矢野さん
「矢野さんが救急車来るまでの間、応急処置したから重症免れたんだよ」

 え――?

「はいこれ測って」と胸ポケットから体温計を取り出し測るよう俺に差し出してきた。

「矢野さん居なかったら橘くん出血多量で死んでたかもねーアハハ」

「――!!」

 ちょっ――!!綺麗な顔してなんちゅー事言うんだ!?

「矢野さんにちゃんとお礼言っときなよ」

 え?俺がお礼言うんすか?

 矢野に?……なんかおかしくね?

 すると体温計が鳴りそれを祐子さんにハイっと渡す。

「うん熱はないね。

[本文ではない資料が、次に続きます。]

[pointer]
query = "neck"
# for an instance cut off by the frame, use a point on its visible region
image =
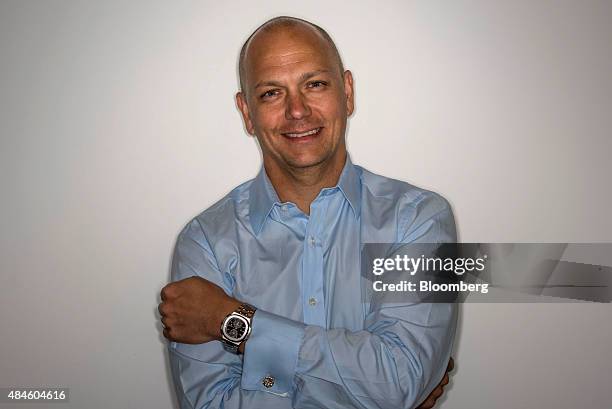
(302, 185)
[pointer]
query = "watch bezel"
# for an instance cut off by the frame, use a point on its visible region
(244, 320)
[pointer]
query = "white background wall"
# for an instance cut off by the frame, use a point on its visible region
(118, 125)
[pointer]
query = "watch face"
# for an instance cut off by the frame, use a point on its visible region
(235, 328)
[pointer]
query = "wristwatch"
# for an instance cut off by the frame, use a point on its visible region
(236, 327)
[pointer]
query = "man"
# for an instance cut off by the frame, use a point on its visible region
(266, 308)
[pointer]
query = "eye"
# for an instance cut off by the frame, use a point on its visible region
(269, 93)
(317, 84)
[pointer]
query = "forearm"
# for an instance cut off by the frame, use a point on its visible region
(395, 362)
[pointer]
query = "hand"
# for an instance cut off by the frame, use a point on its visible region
(438, 390)
(193, 309)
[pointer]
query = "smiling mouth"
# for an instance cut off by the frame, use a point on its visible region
(312, 132)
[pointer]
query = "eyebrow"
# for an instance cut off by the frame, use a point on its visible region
(303, 77)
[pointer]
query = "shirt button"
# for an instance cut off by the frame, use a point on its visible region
(268, 381)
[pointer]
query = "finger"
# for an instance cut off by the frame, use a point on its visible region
(451, 364)
(428, 404)
(437, 392)
(445, 380)
(163, 294)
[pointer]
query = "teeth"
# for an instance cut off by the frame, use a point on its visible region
(300, 135)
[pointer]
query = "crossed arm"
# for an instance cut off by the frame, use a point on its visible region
(207, 376)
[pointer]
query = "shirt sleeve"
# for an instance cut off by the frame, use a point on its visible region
(205, 375)
(395, 362)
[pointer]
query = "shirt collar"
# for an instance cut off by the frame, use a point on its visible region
(263, 197)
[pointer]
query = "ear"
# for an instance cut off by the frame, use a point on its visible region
(244, 110)
(348, 91)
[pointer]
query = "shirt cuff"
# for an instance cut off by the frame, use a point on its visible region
(271, 354)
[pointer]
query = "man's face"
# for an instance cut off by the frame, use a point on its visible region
(297, 101)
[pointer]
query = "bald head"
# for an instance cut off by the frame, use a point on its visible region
(278, 25)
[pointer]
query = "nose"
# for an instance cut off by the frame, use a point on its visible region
(297, 106)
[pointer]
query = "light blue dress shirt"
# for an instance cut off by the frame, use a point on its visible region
(314, 334)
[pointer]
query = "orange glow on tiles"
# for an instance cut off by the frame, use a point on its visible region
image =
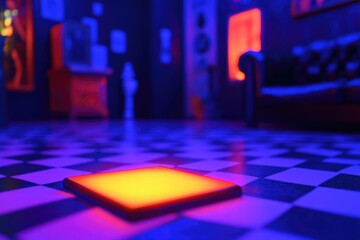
(244, 34)
(146, 187)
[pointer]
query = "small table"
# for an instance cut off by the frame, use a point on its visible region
(79, 91)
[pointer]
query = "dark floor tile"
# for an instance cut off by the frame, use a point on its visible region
(95, 167)
(185, 228)
(305, 156)
(8, 183)
(335, 167)
(10, 224)
(254, 170)
(21, 168)
(31, 157)
(96, 155)
(276, 190)
(174, 160)
(316, 224)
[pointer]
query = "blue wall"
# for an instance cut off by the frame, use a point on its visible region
(131, 16)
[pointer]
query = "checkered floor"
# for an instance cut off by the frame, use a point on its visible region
(297, 185)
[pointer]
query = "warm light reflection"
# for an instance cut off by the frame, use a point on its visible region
(244, 34)
(147, 187)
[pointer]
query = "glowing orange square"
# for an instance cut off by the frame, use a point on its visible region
(146, 192)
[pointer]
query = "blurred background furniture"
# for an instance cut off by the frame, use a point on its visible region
(315, 83)
(78, 84)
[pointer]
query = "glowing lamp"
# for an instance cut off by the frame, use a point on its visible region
(147, 192)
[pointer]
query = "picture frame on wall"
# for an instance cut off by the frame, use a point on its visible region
(18, 50)
(300, 8)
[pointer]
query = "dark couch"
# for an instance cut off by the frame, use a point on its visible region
(315, 83)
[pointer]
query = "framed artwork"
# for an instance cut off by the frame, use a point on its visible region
(301, 8)
(17, 28)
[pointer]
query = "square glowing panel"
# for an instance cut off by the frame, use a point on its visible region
(147, 192)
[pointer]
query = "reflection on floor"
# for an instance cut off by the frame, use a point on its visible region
(297, 185)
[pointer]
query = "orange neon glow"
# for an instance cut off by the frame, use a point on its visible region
(244, 34)
(149, 187)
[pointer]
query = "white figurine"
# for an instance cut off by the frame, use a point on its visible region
(130, 86)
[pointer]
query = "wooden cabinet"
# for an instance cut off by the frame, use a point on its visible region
(79, 92)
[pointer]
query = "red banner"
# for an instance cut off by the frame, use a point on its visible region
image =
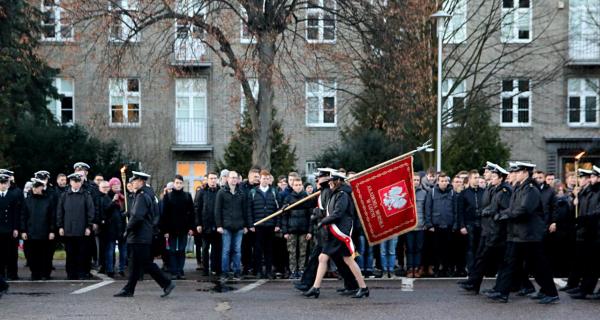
(385, 200)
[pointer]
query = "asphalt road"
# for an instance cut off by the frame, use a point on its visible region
(263, 300)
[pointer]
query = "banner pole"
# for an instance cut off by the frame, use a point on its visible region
(408, 154)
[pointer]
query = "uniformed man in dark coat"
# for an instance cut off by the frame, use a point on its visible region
(204, 211)
(37, 230)
(525, 231)
(140, 231)
(584, 230)
(492, 244)
(10, 203)
(589, 232)
(74, 219)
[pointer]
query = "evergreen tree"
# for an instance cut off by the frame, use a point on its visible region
(474, 140)
(238, 153)
(25, 80)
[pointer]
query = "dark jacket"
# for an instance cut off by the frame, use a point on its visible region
(339, 211)
(140, 228)
(75, 213)
(469, 207)
(10, 209)
(440, 208)
(113, 216)
(37, 216)
(204, 208)
(494, 200)
(296, 220)
(525, 216)
(230, 209)
(262, 204)
(178, 214)
(548, 201)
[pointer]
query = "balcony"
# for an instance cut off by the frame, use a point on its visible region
(191, 135)
(190, 52)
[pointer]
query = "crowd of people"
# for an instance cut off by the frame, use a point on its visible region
(510, 223)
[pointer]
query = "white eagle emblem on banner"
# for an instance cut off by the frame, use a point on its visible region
(395, 198)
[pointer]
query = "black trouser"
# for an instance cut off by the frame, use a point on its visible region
(248, 251)
(40, 258)
(532, 253)
(265, 237)
(442, 248)
(473, 237)
(78, 256)
(198, 244)
(212, 242)
(582, 249)
(591, 269)
(487, 257)
(141, 260)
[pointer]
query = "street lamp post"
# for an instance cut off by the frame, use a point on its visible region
(440, 18)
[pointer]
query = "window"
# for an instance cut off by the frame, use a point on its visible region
(516, 21)
(123, 28)
(320, 21)
(245, 36)
(56, 25)
(320, 103)
(584, 30)
(583, 102)
(253, 82)
(453, 100)
(191, 111)
(125, 102)
(62, 108)
(516, 102)
(456, 28)
(193, 173)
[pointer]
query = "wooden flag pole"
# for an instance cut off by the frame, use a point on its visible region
(408, 154)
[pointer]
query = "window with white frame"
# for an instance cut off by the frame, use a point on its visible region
(62, 108)
(455, 30)
(56, 25)
(516, 21)
(320, 103)
(320, 21)
(245, 36)
(583, 101)
(125, 107)
(123, 26)
(516, 102)
(454, 94)
(253, 83)
(584, 33)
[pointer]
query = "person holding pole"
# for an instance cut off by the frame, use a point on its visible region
(338, 242)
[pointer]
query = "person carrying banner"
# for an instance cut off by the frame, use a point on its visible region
(338, 223)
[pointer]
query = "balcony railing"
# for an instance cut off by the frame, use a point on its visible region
(190, 52)
(191, 131)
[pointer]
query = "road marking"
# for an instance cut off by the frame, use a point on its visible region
(251, 286)
(407, 284)
(105, 281)
(560, 282)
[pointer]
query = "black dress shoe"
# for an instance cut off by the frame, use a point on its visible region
(313, 292)
(167, 290)
(361, 293)
(123, 294)
(525, 292)
(498, 297)
(348, 292)
(549, 300)
(302, 287)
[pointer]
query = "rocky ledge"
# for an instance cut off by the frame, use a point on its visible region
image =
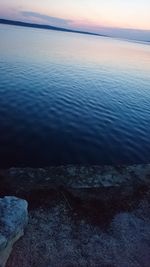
(82, 215)
(106, 184)
(13, 219)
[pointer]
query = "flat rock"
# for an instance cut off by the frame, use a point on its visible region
(107, 184)
(13, 219)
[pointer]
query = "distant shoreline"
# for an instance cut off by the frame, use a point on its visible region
(45, 27)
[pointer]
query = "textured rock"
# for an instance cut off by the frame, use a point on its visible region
(13, 219)
(107, 184)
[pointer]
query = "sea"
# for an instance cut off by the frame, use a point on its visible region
(68, 98)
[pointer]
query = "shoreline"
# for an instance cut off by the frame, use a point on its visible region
(82, 216)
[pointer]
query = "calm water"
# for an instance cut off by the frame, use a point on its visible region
(71, 98)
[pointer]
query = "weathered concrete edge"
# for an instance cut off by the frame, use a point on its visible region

じゃあ、ごゆっくり~」

 そう言うと祐子さんは部屋を出ていった。

 ……ん?待てよ?祐子さんがここで働いてるって事は――……。

 矢野もここにいるってことかーー!?

 ……頭が痛い。

 横になっているのになんか目眩がしてきた……。

「まじか…」

 ここまで来るとなんかもう全てが矢野の呪いに感じてくる。

 だが体が動かない今、どうする事もできない。

「……寝るか」

 そんな矢野の呪いから逃れるように再び眠りについた。